With the build up to the movie release of Mission Impossible III (review) there's been press saturation galore on Tom Cruise, but not so much for the film itself. We've heard about his girlfriend, their baby, his scientology beliefs, and a million and one other things about his personal life. The press continue to focus on the man and his personal life and ignore the movie star, the actor.
Something Cruise himself does exceedingly well is to separate the movie star from his personal life. We can watch him on TV openly discussing his new found love, life, and personal beliefs, and the next day we see him spending a reported four hours outside the Premiere of M:I:III to work the crowd.
Despite having a new born child he comes to the premiere of his new film, not just to create headlines, but to stand and give the actual fans of the movie star Tom Cruise what they want, and what they want are his autograph, his voice recorded on their answering machine, a few words with their friend or mother, a quick photograph, and above all a moment with one of the biggest stars there is in Hollywood. Is that all bad? Does he deserve such bad press?
Without a doubt Cruise is working this crowd to get headlines to promote his new film, but he doesn't have to spend four hours to do that, this is something he's doing for fans, not press or critics, the people who pay to see him on screen, the people who elavated him to this huge status, the people who pay to see each of his films.
Yet all through the press there's negativity galore, picking up on his personal life, preferring to make a big deal about him not attending a press conference because he took his other children shopping for baby presents. Shouldn't we be looking to that model of a Father and praising it? Shouldn't we be accepting the fact that he didn't turn up for the conference and writing about something else?

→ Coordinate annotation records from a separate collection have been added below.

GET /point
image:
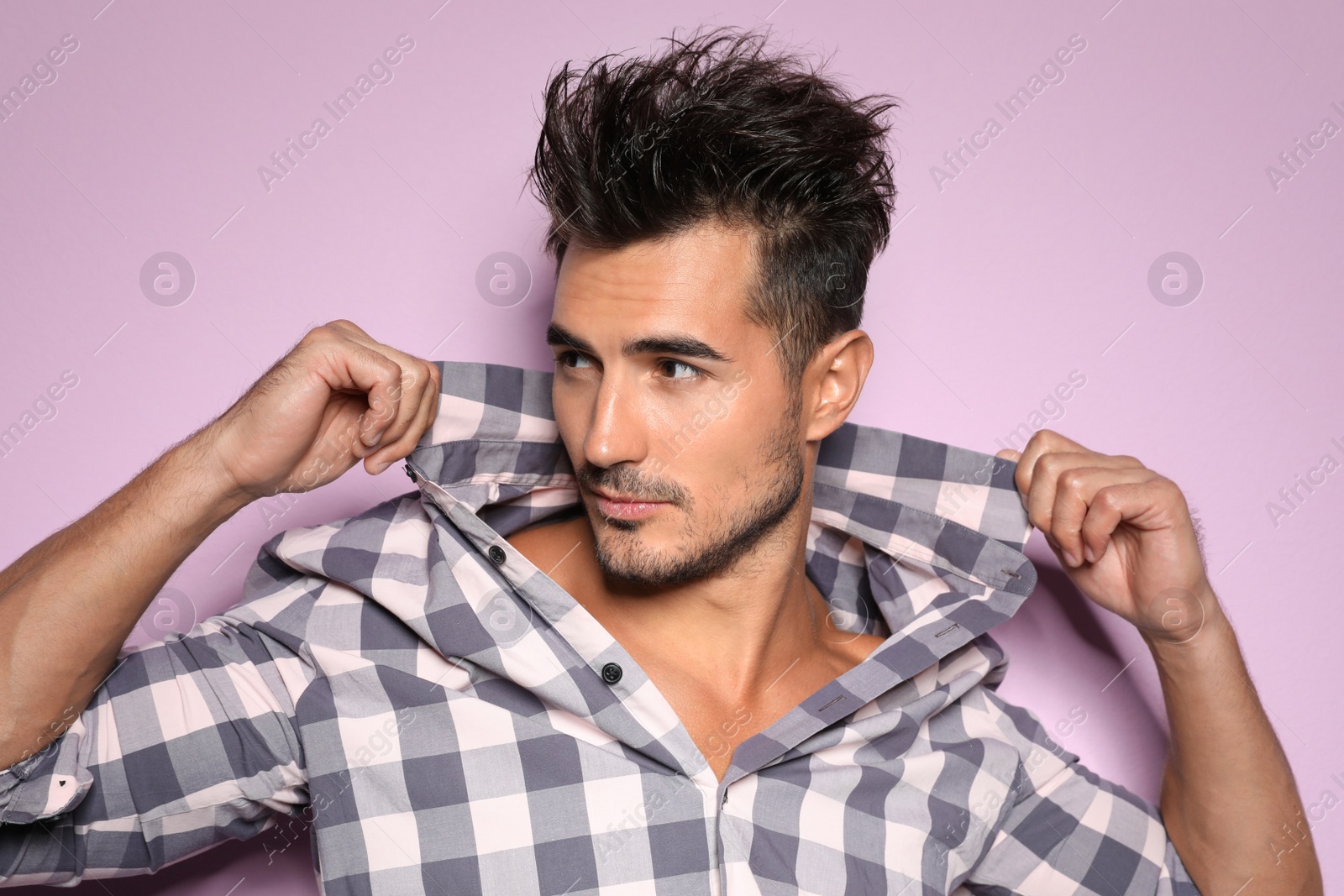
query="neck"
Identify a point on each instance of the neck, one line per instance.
(741, 629)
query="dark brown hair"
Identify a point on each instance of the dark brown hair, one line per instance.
(719, 128)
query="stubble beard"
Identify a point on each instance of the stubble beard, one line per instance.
(712, 547)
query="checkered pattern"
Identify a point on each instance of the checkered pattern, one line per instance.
(441, 721)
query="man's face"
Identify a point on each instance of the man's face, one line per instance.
(672, 406)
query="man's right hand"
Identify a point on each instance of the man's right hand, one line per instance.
(338, 396)
(69, 604)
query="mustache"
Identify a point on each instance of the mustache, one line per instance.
(622, 479)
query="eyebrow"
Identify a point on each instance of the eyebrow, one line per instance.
(669, 344)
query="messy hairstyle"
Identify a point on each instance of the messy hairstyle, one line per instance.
(717, 129)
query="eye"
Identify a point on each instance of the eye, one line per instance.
(669, 369)
(571, 360)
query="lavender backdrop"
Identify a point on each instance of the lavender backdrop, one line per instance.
(1038, 258)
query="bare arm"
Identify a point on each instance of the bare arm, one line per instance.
(1229, 799)
(1126, 537)
(69, 604)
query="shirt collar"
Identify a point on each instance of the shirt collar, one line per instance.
(948, 520)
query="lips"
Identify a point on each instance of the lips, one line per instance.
(627, 508)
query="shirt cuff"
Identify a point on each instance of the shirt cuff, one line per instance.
(46, 783)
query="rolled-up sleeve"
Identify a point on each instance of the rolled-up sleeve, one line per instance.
(1070, 831)
(185, 746)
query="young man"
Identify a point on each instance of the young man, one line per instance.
(660, 622)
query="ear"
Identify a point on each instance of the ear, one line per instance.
(833, 380)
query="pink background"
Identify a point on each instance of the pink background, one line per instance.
(1030, 264)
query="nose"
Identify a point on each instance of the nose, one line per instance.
(617, 432)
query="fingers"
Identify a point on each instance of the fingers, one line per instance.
(403, 443)
(1088, 506)
(1042, 481)
(398, 411)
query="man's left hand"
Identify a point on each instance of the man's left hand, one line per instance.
(1121, 532)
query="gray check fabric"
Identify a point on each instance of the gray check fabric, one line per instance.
(430, 708)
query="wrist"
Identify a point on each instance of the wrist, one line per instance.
(194, 464)
(1206, 629)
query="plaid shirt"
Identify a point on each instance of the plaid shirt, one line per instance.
(433, 708)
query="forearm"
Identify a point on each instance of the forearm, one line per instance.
(69, 604)
(1229, 797)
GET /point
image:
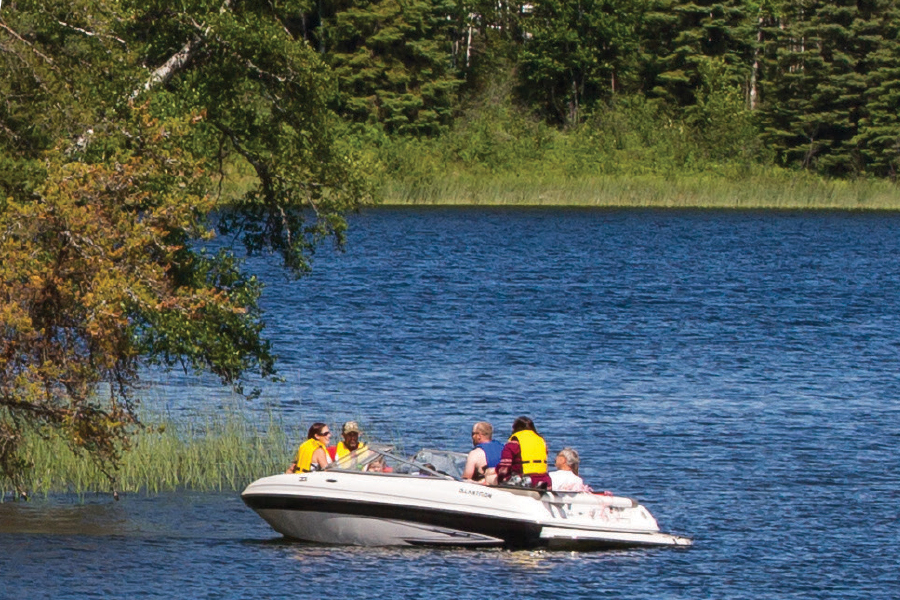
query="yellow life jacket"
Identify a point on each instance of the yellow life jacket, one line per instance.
(305, 452)
(533, 450)
(343, 450)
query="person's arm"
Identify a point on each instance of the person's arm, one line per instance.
(504, 469)
(320, 457)
(475, 459)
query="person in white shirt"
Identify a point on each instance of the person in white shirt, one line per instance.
(565, 478)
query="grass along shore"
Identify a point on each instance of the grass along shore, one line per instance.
(224, 451)
(651, 191)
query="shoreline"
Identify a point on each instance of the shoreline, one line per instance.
(701, 192)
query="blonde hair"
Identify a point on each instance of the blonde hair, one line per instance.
(485, 429)
(571, 457)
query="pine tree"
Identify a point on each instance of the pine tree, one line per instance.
(682, 36)
(393, 63)
(815, 94)
(879, 130)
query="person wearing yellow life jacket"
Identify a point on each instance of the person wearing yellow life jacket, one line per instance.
(525, 454)
(350, 432)
(312, 453)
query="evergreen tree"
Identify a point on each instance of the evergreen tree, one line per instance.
(393, 61)
(576, 53)
(879, 130)
(681, 36)
(815, 93)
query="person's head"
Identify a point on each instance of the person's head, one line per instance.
(350, 432)
(482, 432)
(320, 432)
(567, 460)
(523, 423)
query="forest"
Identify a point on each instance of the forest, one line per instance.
(801, 85)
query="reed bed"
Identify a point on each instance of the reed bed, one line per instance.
(755, 192)
(221, 451)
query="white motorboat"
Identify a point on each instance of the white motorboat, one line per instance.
(375, 498)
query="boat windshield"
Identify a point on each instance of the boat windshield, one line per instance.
(382, 459)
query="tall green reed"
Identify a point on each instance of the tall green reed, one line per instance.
(222, 450)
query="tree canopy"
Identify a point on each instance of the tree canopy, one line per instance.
(117, 124)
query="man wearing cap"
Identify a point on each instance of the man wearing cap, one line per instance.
(350, 443)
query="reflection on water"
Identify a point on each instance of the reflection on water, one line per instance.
(736, 372)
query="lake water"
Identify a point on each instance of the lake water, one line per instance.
(737, 372)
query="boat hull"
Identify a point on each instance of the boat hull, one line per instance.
(371, 510)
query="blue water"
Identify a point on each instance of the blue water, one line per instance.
(737, 372)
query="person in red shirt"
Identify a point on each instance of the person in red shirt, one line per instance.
(525, 454)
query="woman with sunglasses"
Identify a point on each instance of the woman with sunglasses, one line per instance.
(312, 454)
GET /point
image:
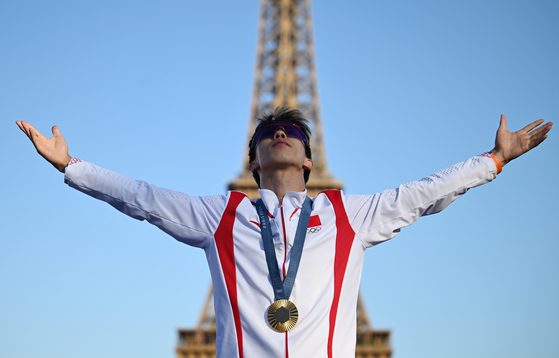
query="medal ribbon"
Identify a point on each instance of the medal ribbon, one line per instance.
(282, 289)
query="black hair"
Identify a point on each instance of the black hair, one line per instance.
(287, 114)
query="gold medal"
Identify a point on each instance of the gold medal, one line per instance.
(282, 315)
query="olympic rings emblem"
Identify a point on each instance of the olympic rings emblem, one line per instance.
(313, 230)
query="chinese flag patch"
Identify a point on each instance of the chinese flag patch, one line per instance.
(314, 221)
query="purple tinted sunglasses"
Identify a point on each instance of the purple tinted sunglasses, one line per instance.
(291, 129)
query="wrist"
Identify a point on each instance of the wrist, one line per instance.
(64, 163)
(498, 159)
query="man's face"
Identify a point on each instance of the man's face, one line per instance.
(280, 151)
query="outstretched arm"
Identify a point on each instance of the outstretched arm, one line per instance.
(511, 145)
(54, 150)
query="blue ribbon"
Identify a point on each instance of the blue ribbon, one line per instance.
(282, 289)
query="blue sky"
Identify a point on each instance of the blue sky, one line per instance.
(160, 91)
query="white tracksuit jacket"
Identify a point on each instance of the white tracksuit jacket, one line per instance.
(325, 292)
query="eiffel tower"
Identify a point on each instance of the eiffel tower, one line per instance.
(285, 75)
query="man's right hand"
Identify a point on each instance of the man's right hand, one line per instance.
(54, 150)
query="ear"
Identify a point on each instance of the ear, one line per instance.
(253, 166)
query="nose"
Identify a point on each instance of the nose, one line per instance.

For me there's always been a clear line. I'm not about gossip of celebrities private lives unless it relates directly to a film. Yet everywhere you turn there's the obsession with revealing the private life of a star and after building them so high, we seem intent on dragging them back down.
I think we should take an example from Cruise himself and separate that person from movie star. If the fans pay to see a film star again and again and help elevate them to such a high status, shouldn't we celebrate that fact and not try to tear them down? Shouldn't we look differently on their private life and their movie star life and hang on to these stars we've created? After all, how many of the big movies stars do we have that will spend four hours with true fans making them happy, giving them what they want, days after becoming a Father for the first time? Would the takings of M:I:III be so badly affected if Cruise had stayed at home?
I prefer to look at Cruise the star and respect what he has achieved, where he has come to, and what films he is, and has been, involved with. Sure there are a fair number of not so good films, there are periods of time where he's settled into his character and just coasted along. Then there are the Taps, The Color of Money, Born on the Fourth of July, Eyes Wide Shut, 3rd Rock from the Sun, Magnolia, Vanilla Sky, The Last Samurai and Collateral roles to name but a few. Then there are his production nods for such coming movies as The Eye.
When I think of films I don't see the sofa leaping, strong and outspoken Cruise. I see the fantastic movie star that spends so much time making happy the very fans who pay to see his movies and give him that huge title, a status which is so missing in Hollywood these days because we prefer to darken and tarnish what we have paid so much to lift and shine up. Shouldn't we celebrate the movie stars we create?